Late night GRUB
The Preserve open in downtown Marquette
MARQUETTE — A new establishment in the downtown Marquette district is offering another option to those looking for a late night snack during the weekend.
The Preserve, a casual dining cafe owned by local residents Jeremy Johnson, Devin Mahoney and Tim Piirala, opened several weeks ago at 351 W. Washington St. The building was most recently home to The Flying Moose, an old-timey general store that closed in June.
Initially, The Preserve’s business partners planned to operate a mobile food truck that specializes in soups rather than a eatery.
“We’ve done a bunch of different things in town,” Johnson said. “We’ve run music venues and we have a rental unit, but we’ve always wanted to do something bigger, and Devin’s goal is to open a soup food truck. So in the beginning, we started going around asking people if we could rent out their kitchens for that.”
Long story short, when the partners asked the owners of The Flying Moose if they could use their kitchen to make soups, they were told the building was for sale.
“It’s not really what we were looking for but we had some interest. It took about six months until we figured everything out,” Johnson said. “So the soup truck is still in the works but in the meantime, we’re getting this up and running.”
During the day, light shines through the windows of the old building, beaming on new coolers and rustic wooden shelves. It’s a completely different atmosphere in the evening, Johnson said, and convenient for those looking for a snack around bar close.
“We have black lights,” he said. “If you come here on a Friday or Saturday night, sometimes there’ll be 30 or 40 people here playing with the magnets on the walls or checking out the lights and getting something to eat.”
The late night menu includes six variations of panini-pressed grilled cheese sandwiches, including bacon apple gouda, provolone and cheddar, ham and cheese, mushroom Swiss, turkey avocado and pesto bacon Swiss, with homemade pesto.
“For us, the biggest thing is the late night food,” Johnson said. “It’s a casual environment where people can come and sit down or get it to go. There isn’t a lot of options for food after 11 o’clock in downtown Marquette. Right now, it’s just on Fridays and Saturdays until 2 a.m., but we’re trying to figure out if we can stay open until 3 a.m.”
Even though the business doesn’t have a license to serve alcohol on-site, The Preserve does offer a selection of beer and wine for take-out. After filling coolers with a variety of Michigan craft brews, Johnson said he also hopes to soon offer beers from other states that aren’t found anywhere else in the area. They also plan to have single beers available, so people can purchase a variety of styles, or just one if they choose.

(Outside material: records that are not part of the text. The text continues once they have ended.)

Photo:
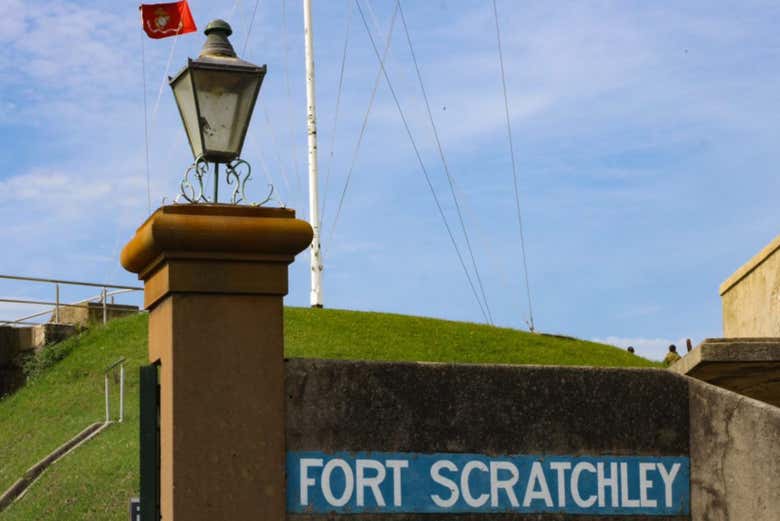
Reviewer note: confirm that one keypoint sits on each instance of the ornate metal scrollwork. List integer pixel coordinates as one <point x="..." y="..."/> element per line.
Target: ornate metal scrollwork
<point x="193" y="190"/>
<point x="237" y="173"/>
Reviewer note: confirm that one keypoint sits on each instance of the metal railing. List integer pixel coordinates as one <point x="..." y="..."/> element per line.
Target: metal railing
<point x="102" y="298"/>
<point x="106" y="373"/>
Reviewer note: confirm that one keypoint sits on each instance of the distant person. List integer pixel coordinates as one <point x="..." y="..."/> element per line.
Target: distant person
<point x="671" y="356"/>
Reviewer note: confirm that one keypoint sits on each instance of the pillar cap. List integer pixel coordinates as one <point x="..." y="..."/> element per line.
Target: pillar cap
<point x="215" y="230"/>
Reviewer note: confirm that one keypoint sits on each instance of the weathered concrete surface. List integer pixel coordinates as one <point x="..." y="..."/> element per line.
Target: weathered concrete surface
<point x="92" y="313"/>
<point x="748" y="366"/>
<point x="735" y="456"/>
<point x="18" y="343"/>
<point x="416" y="407"/>
<point x="420" y="407"/>
<point x="15" y="342"/>
<point x="751" y="296"/>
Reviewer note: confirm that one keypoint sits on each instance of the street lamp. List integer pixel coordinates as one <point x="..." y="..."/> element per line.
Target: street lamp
<point x="216" y="95"/>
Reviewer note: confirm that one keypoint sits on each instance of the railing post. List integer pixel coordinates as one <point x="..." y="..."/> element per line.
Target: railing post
<point x="105" y="309"/>
<point x="121" y="392"/>
<point x="57" y="303"/>
<point x="108" y="412"/>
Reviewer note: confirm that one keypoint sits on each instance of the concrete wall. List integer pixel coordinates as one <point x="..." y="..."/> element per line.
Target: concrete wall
<point x="427" y="408"/>
<point x="735" y="456"/>
<point x="17" y="343"/>
<point x="14" y="343"/>
<point x="751" y="296"/>
<point x="733" y="442"/>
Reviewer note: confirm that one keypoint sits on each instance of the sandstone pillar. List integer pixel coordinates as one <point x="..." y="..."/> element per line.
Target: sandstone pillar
<point x="215" y="276"/>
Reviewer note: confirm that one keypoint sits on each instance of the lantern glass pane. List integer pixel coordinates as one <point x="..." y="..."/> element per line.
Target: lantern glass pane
<point x="225" y="99"/>
<point x="185" y="99"/>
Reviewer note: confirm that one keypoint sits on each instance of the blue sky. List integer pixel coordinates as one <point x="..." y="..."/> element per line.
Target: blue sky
<point x="646" y="135"/>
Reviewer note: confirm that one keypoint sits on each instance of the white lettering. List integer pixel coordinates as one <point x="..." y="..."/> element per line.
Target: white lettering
<point x="464" y="484"/>
<point x="537" y="476"/>
<point x="445" y="482"/>
<point x="396" y="465"/>
<point x="349" y="482"/>
<point x="645" y="485"/>
<point x="506" y="485"/>
<point x="626" y="501"/>
<point x="575" y="485"/>
<point x="561" y="467"/>
<point x="668" y="478"/>
<point x="362" y="481"/>
<point x="604" y="482"/>
<point x="306" y="481"/>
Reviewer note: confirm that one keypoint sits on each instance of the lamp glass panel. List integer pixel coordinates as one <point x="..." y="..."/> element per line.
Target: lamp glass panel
<point x="226" y="99"/>
<point x="185" y="99"/>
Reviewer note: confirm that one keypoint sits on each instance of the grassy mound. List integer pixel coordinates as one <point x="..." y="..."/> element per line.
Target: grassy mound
<point x="97" y="480"/>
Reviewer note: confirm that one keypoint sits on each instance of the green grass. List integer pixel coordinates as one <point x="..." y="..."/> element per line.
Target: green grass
<point x="96" y="481"/>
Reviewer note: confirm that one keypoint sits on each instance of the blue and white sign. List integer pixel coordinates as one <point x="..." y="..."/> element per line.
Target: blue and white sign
<point x="385" y="482"/>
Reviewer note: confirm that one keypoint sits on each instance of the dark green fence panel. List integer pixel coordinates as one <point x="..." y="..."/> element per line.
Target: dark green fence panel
<point x="150" y="443"/>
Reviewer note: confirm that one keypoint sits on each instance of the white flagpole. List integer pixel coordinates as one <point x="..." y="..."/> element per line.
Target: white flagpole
<point x="314" y="212"/>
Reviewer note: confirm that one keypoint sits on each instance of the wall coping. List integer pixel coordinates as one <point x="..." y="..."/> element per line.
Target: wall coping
<point x="745" y="270"/>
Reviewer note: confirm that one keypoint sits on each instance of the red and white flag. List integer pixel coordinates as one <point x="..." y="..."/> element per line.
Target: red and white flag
<point x="163" y="20"/>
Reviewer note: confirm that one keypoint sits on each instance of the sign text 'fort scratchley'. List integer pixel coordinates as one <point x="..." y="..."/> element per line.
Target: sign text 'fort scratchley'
<point x="385" y="482"/>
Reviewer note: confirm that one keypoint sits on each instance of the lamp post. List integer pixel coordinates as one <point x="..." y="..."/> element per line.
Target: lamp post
<point x="216" y="95"/>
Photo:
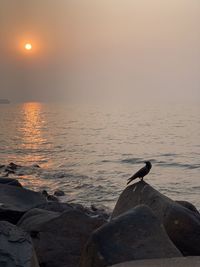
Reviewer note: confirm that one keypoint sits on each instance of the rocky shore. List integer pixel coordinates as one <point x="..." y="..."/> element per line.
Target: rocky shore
<point x="38" y="230"/>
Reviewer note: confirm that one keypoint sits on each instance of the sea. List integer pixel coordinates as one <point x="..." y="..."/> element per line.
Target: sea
<point x="89" y="151"/>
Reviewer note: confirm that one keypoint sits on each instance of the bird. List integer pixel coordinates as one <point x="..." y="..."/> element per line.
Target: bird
<point x="141" y="173"/>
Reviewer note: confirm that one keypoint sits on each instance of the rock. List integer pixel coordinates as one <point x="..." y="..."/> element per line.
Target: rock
<point x="36" y="166"/>
<point x="182" y="225"/>
<point x="59" y="193"/>
<point x="16" y="248"/>
<point x="15" y="201"/>
<point x="59" y="239"/>
<point x="10" y="181"/>
<point x="13" y="166"/>
<point x="56" y="206"/>
<point x="170" y="262"/>
<point x="49" y="197"/>
<point x="134" y="235"/>
<point x="187" y="205"/>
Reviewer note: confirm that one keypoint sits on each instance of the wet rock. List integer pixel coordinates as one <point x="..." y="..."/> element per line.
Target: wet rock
<point x="59" y="193"/>
<point x="10" y="181"/>
<point x="56" y="206"/>
<point x="182" y="224"/>
<point x="36" y="166"/>
<point x="49" y="197"/>
<point x="16" y="248"/>
<point x="13" y="166"/>
<point x="59" y="239"/>
<point x="15" y="201"/>
<point x="134" y="235"/>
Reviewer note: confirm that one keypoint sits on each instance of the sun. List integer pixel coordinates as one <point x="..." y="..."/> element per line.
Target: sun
<point x="28" y="46"/>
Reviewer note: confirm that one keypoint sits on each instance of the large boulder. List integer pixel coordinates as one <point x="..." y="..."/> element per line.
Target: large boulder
<point x="187" y="205"/>
<point x="169" y="262"/>
<point x="15" y="201"/>
<point x="181" y="223"/>
<point x="10" y="181"/>
<point x="134" y="235"/>
<point x="59" y="238"/>
<point x="16" y="248"/>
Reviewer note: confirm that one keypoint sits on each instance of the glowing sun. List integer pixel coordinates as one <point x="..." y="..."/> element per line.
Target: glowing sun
<point x="28" y="46"/>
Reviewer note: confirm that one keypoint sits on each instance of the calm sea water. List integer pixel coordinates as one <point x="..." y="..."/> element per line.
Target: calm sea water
<point x="89" y="152"/>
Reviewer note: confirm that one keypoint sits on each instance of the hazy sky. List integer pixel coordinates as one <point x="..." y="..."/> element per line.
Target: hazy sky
<point x="100" y="49"/>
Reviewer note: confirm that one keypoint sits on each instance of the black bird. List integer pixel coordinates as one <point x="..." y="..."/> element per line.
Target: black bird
<point x="141" y="173"/>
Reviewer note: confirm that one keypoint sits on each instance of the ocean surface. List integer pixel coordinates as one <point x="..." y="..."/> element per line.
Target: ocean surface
<point x="90" y="151"/>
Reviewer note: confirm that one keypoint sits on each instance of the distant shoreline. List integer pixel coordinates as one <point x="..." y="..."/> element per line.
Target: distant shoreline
<point x="4" y="101"/>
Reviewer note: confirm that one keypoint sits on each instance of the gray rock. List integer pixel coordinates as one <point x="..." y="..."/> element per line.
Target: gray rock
<point x="10" y="181"/>
<point x="59" y="238"/>
<point x="59" y="193"/>
<point x="16" y="248"/>
<point x="134" y="235"/>
<point x="56" y="206"/>
<point x="15" y="201"/>
<point x="182" y="225"/>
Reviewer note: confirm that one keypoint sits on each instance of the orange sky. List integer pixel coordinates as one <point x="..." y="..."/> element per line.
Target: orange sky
<point x="100" y="49"/>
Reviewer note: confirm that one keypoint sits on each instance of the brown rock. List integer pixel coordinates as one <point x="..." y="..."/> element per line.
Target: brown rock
<point x="59" y="238"/>
<point x="182" y="224"/>
<point x="134" y="235"/>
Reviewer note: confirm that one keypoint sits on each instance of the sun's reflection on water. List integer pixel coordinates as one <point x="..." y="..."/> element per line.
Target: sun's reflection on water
<point x="32" y="131"/>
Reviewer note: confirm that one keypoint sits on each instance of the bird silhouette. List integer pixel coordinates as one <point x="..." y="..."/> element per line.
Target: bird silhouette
<point x="141" y="173"/>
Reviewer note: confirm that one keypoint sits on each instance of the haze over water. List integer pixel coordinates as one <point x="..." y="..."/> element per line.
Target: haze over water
<point x="90" y="151"/>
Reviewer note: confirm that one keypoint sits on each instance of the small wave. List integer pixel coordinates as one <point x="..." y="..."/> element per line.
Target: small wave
<point x="132" y="160"/>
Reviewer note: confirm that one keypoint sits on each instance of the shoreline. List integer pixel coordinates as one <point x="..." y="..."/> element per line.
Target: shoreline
<point x="66" y="234"/>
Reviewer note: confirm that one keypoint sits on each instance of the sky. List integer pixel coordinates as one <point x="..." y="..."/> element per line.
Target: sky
<point x="100" y="50"/>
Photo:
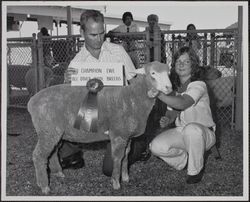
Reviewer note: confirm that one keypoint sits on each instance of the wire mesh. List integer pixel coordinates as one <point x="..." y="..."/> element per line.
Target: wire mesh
<point x="135" y="44"/>
<point x="19" y="62"/>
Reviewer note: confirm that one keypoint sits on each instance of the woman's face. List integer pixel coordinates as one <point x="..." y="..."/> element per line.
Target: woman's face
<point x="183" y="65"/>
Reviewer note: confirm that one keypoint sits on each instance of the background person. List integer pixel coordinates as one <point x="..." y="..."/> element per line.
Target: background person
<point x="128" y="24"/>
<point x="128" y="43"/>
<point x="195" y="129"/>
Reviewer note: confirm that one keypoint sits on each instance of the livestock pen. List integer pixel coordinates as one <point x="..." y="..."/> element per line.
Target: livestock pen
<point x="219" y="49"/>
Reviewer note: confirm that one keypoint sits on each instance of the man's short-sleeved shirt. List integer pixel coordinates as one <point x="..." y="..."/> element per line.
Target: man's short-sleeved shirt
<point x="200" y="111"/>
<point x="110" y="52"/>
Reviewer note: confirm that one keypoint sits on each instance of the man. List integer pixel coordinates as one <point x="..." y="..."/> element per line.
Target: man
<point x="95" y="50"/>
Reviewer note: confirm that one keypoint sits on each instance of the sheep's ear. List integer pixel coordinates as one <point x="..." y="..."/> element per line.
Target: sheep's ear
<point x="140" y="71"/>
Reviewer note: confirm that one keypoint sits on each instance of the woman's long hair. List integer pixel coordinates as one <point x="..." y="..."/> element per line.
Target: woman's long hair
<point x="197" y="72"/>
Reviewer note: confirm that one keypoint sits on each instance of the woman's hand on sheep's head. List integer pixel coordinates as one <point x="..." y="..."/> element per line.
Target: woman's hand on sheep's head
<point x="68" y="73"/>
<point x="164" y="121"/>
<point x="152" y="93"/>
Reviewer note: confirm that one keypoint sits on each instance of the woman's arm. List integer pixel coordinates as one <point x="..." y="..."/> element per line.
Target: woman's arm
<point x="180" y="102"/>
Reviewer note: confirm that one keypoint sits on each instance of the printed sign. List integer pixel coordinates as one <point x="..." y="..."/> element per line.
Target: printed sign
<point x="111" y="74"/>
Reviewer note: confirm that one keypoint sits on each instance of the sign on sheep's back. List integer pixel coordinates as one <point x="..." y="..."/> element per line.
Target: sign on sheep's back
<point x="111" y="74"/>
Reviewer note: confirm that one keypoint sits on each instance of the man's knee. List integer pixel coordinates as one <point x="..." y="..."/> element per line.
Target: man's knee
<point x="107" y="167"/>
<point x="157" y="148"/>
<point x="193" y="132"/>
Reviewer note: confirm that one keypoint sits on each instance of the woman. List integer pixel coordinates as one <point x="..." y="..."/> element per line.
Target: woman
<point x="195" y="129"/>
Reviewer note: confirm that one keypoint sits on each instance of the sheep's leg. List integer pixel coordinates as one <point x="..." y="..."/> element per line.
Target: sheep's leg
<point x="125" y="176"/>
<point x="44" y="147"/>
<point x="55" y="166"/>
<point x="118" y="146"/>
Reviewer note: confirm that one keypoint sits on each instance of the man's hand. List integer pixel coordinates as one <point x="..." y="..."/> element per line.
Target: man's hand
<point x="169" y="118"/>
<point x="68" y="73"/>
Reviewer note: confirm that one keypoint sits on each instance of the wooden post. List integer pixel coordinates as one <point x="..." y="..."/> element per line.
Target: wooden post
<point x="69" y="20"/>
<point x="239" y="76"/>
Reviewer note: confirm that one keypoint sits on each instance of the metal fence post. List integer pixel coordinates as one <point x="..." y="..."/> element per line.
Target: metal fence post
<point x="205" y="50"/>
<point x="147" y="47"/>
<point x="41" y="81"/>
<point x="212" y="50"/>
<point x="239" y="76"/>
<point x="34" y="60"/>
<point x="157" y="44"/>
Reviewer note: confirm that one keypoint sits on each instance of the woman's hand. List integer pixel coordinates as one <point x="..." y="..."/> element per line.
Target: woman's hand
<point x="68" y="74"/>
<point x="164" y="121"/>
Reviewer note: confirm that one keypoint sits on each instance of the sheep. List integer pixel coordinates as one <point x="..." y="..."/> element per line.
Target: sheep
<point x="122" y="114"/>
<point x="30" y="79"/>
<point x="52" y="76"/>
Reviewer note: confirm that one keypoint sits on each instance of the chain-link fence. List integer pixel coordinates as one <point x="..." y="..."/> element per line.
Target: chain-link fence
<point x="217" y="51"/>
<point x="135" y="43"/>
<point x="55" y="54"/>
<point x="49" y="57"/>
<point x="21" y="58"/>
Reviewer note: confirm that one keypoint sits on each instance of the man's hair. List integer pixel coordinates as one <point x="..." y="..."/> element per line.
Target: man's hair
<point x="190" y="25"/>
<point x="97" y="16"/>
<point x="127" y="14"/>
<point x="153" y="17"/>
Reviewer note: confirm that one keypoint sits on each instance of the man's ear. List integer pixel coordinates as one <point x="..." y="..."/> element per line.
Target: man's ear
<point x="152" y="93"/>
<point x="140" y="71"/>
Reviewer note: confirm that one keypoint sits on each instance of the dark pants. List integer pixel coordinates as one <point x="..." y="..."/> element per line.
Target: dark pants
<point x="138" y="144"/>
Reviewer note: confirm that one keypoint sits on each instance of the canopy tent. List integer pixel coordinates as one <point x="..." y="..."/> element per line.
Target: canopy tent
<point x="47" y="15"/>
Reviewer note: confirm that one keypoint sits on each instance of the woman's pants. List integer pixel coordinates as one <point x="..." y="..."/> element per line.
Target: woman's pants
<point x="180" y="145"/>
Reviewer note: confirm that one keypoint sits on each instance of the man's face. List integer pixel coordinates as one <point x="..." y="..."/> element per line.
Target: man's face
<point x="93" y="34"/>
<point x="152" y="22"/>
<point x="128" y="20"/>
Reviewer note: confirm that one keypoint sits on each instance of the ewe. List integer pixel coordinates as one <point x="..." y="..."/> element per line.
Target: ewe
<point x="123" y="113"/>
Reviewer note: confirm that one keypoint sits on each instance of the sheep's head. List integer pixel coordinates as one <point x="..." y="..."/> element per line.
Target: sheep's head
<point x="158" y="76"/>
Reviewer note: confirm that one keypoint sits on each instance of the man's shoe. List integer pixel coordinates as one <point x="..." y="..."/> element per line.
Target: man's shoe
<point x="74" y="161"/>
<point x="192" y="179"/>
<point x="145" y="155"/>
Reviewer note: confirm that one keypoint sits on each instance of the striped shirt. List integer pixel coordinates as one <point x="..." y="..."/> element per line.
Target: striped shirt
<point x="110" y="52"/>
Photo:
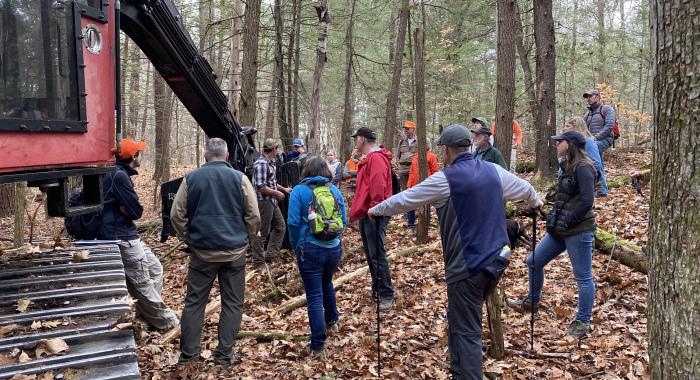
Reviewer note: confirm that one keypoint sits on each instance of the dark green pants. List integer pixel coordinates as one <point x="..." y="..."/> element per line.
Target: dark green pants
<point x="200" y="278"/>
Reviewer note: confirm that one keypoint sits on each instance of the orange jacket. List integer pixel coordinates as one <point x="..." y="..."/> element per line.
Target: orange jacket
<point x="517" y="133"/>
<point x="413" y="177"/>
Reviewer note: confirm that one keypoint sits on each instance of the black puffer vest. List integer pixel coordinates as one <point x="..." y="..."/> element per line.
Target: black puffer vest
<point x="559" y="223"/>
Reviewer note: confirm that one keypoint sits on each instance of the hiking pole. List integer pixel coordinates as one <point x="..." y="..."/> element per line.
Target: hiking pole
<point x="532" y="268"/>
<point x="378" y="299"/>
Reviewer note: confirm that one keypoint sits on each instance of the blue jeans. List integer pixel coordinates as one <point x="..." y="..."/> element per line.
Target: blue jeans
<point x="580" y="249"/>
<point x="373" y="232"/>
<point x="316" y="267"/>
<point x="603" y="145"/>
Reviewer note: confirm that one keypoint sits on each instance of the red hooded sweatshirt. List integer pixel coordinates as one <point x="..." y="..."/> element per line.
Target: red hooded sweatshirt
<point x="373" y="182"/>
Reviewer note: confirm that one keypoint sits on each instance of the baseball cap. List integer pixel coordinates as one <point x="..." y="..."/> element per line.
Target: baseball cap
<point x="591" y="92"/>
<point x="270" y="144"/>
<point x="366" y="133"/>
<point x="574" y="137"/>
<point x="128" y="148"/>
<point x="454" y="135"/>
<point x="482" y="130"/>
<point x="480" y="120"/>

“We’re looking forward to expanding our collection of everything since this is all pretty new to us,” he said. “Devin has 10 years of cooking experience, Tim’s background is in construction and mine is in software, so we’re still getting things going and trying to get our shelves filled with different product and are working on expanding our beer and wine selection and seeing what else we can do with this space.”
The Preserve also carries Superior Culture’s kombucha and Davin’s Nitro Coffee on tap. The plan is to upgrade the four-tap system to eight or 10 taps eventually and add other nonalcoholic drinks to the lines, like root beer.
After creating a distinguished “late night menu,” The Preserve is starting to shift its focus to its lunch menu. Right now, the menu currently offers three different popular Buddha bowls: the original, black bean and pad Thai. There’s also one or two soups available everyday.
“That will potentially expand a lot in the future as we figure out how our soup process is going to work,” Johnson said, adding that they hope to be operating the mobile food truck within a year or so.
The truck, SOUPED U.P., as it’s called, is a sprinter van with “big ole winter tires on it,” Johnson said.
“It’s an off-road vehicle, so we’ll be able to take it to places like Mount Bohemia,” he said. “Once it’s ready, it wont have any trouble getting to those hard-to-reach places in the middle of winter. That’s kind of where the idea came from, being able to provide hot food to different speciality events, like the fat-tire bike races, the ice-climbing events they do in the central U.P. and things like that.”
The Preserve is open from 10 a.m. to 6 p.m. Tuesday through Thursday and 11 a.m. to 2 a.m. Friday and Saturday.